| Item 5.02 |
Departure of Directors or Certain Officers; Election of Directors; Appointment of Certain Officers; Compensatory Arrangements of Certain Officers. |
Transition of Joel Grade as CFO; Appointment of Anita Zielinski as Interim CFO
On March 16, 2026, Baxter International Inc. (the “Company”) announced that, as of such date (the “Transition Date”), Joel Grade’s service as Executive Vice President and Chief Financial Officer (“CFO”) of the Company has ceased and, as of such date, Mr. Grade has transitioned into a non-executive officer role and will continue employment with the Company in an advisory capacity through April 30, 2026.
Subject to Mr. Grade’s compliance with the terms of a Confidential Transition and Separation Agreement entered into with the Company effective March 15, 2026 (the “Separation Agreement”), including certain release requirements and restrictive covenant obligations, he is entitled to receive severance benefits under the qualifying termination provisions of the Company’s Executive Severance Plan for Group 1 Executives as described in the Company’s Preliminary Proxy Statement on Schedule 14A filed on March 13, 2026 under “Potential Payments Upon Termination or Following a Change in Control–Executive Severance Plan” (and the amounts set forth in the corresponding “Involuntary Termination without Cause” columns). Mr. Grade’s transition and separation was not the result of any disagreement with Company management or the Company’s board of directors relating to the Company’s operations, policies or practices.
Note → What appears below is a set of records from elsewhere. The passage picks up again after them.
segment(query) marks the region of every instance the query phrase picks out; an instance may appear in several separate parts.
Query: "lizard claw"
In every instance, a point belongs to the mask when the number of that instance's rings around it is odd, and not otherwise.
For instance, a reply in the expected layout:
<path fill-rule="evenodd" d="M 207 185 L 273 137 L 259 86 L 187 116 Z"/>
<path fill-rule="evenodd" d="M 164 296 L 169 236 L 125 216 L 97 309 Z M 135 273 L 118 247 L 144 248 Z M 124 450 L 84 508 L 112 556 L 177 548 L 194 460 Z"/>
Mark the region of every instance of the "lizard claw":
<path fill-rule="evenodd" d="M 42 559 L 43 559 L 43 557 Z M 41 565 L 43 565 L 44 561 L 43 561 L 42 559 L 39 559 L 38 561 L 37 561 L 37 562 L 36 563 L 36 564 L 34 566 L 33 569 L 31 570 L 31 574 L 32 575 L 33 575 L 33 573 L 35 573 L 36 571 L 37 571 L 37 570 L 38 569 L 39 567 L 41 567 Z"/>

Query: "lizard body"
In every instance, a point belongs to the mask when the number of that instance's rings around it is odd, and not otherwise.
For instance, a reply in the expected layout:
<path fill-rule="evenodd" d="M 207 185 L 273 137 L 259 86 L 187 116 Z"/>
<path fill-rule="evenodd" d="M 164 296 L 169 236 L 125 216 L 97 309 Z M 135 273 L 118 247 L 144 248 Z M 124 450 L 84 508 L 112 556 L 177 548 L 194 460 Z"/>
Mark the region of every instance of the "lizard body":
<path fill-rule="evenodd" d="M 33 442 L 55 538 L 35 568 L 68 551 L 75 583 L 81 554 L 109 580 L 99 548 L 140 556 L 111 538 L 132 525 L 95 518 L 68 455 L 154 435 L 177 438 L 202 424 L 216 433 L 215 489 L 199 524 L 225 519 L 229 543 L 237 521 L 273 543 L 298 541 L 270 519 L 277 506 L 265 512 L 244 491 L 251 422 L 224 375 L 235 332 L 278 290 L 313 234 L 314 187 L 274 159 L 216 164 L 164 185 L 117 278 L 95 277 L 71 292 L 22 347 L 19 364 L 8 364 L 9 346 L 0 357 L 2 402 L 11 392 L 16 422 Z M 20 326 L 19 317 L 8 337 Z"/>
In connection with these announcements, the Company announced that, effective as of the Transition Date, the Board appointed Anita Zielinski, the Company’s Senior Vice President and Chief Accounting Officer, as interim CFO of the Company. Ms. Zielinski will also continue to serve in her current role and retain her responsibilities as Senior Vice President, Chief Accounting Officer and Controller while the Company undertakes an executive search process for a permanent CFO.
Ms. Zielinski, 52, joined the Company in 2025 as Senior Vice President, Chief Accounting Officer and Controller. Before joining the Company, she worked for Sysco Corporation (“Sysco”) for seven years, most recently, beginning in 2022, as the Senior Vice President and Chief Financial Officer, US Foodservice Operations, and prior to that as Senior Vice President and Chief Accounting Officer. Prior to Sysco, Ms. Zielinski spent more than 20 years at Ernst & Young LLP, including as an audit partner. Ms. Zielinski holds a bachelor’s degree of business administration from Texas A&M University and is a Certified Public Accountant licensed in the state of Texas.
Ms. Zielinski does not have any family relationships with any of the Company’s directors or executive officers, there are no arrangements or understandings between Ms. Zielinski and any other persons pursuant to which she was selected as an officer, and there are no transactions between Ms. Zielinski and the Company that would be required to be reported under Item 404(a) of Regulation S-K.
In connection with Ms. Zielinski’s appointment, the Company entered into amended compensation arrangements with Ms. Zielinski providing the following additional compensation that is commensurate with her additional duties as interim CFO: a payment of $50,000 per month for each month Ms. Zielinski serves in this capacity, and a one-time special award of restricted stock units with a value of $250,000 on the first quarterly off-cycle grant date on or after the Transition Date, which will be scheduled to vest on the third anniversary of the grant date.
| Item 7.01 |
Regulation FD Disclosure |
On March 16, 2026, the Company issued a press release announcing, among other things, Mr. Grade’s transition and the appointment of Ms. Zielinski as the Company’s interim CFO. A copy of the press release is furnished as Exhibit 99.1 to this Current Report on Form 8-K and is incorporated herein by reference.
The information in Item 7.01, including Exhibit 99.1 to this Current Report on Form 8-K, shall not be deemed filed for purposes of Section 18 of the Securities Exchange Act of 1934, as amended (the “Exchange Act”), or otherwise subject to the liabilities of that Section, nor shall it be deemed incorporated by reference in any registration statement or other filing under the Securities Act of 1933, as amended, or the Exchange Act, except in the event that the Company expressly states that such information is to be considered filed under the Exchange Act or incorporates it by specific reference in such filing.